Das wenige, was über den Musikgeschmack des Altkanzlers Gerhard Schröder bekannt ist, lässt Böses ahnen. Bei seiner Verabschiedung aus dem Amt 2005 rührte ihn Frank Sinatras Beerdigungsklassiker »My Way« zu Tränen. Seitdem er der »Welt am Sonntag« gestand, er singe im Auto gern Arbeiterlieder, weiß man, dass der Cohiba-Kanzler auch in Sachen Musik keinerlei Hemmungen hat.

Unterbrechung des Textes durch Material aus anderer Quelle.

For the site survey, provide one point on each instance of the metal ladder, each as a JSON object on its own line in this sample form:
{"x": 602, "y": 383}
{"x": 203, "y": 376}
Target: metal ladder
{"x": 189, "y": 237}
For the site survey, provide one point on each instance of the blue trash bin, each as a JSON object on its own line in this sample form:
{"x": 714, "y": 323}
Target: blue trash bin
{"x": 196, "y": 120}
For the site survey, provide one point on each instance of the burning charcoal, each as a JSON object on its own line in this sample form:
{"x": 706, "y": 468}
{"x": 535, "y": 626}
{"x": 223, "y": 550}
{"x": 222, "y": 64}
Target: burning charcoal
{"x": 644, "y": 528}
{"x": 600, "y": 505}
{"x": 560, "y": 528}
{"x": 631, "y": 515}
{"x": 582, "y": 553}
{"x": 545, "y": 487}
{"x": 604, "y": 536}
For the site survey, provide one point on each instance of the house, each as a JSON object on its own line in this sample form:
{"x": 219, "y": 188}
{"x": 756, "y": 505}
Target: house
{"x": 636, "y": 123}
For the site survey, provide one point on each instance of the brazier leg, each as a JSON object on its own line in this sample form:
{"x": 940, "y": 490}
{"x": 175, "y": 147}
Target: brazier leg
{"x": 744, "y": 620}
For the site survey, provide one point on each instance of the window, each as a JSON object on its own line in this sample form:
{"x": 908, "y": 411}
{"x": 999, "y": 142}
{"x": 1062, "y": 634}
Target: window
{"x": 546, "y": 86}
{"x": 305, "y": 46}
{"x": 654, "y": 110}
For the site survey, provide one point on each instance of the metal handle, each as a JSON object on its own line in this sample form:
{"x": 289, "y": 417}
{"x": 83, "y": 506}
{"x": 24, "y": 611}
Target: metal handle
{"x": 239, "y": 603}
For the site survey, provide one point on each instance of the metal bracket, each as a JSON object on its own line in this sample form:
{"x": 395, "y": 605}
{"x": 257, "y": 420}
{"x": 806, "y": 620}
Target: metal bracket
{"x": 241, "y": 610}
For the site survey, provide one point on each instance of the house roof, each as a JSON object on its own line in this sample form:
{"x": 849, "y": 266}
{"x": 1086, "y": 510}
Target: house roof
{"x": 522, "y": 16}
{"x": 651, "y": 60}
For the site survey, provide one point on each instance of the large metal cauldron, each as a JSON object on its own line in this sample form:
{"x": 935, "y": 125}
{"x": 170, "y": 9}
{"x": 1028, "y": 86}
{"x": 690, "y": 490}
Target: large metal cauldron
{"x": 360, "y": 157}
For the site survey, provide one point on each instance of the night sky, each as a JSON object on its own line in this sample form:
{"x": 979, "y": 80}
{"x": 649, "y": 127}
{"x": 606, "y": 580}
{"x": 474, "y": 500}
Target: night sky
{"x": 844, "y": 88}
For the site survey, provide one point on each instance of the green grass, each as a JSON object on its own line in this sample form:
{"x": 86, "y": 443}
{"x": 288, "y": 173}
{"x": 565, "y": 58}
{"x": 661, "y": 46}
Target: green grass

Wenn so einer bei einem Konzert auftaucht, bei dem Beethovens 5. Sinfonie im ersten Satz »auf den Dur-Moll-Wechsel des ersten Themas reduziert« wurde und »als Hüllkurve« für einen »spannenden Remix« (Klassik.com) diente, liegt der Verdacht nahe, dass das Baltic Sea Philharmonic nur Hintergrundmusik lieferte.

Wichtiger als das Konzert beim Usedomer Musikfestival am 12. September war offenbar ein Treffen Schröders mit Manuela Schwesig (SPD), der Ministerpräsidentin Mecklenburg-Vorpommerns. Schwesig hatte die Tage vor dem Konzert in der Region verbracht, um für die von der US-Regierung mit Sanktionen bekämpfte russische Gaspipeline Nord Stream 2 zu werben.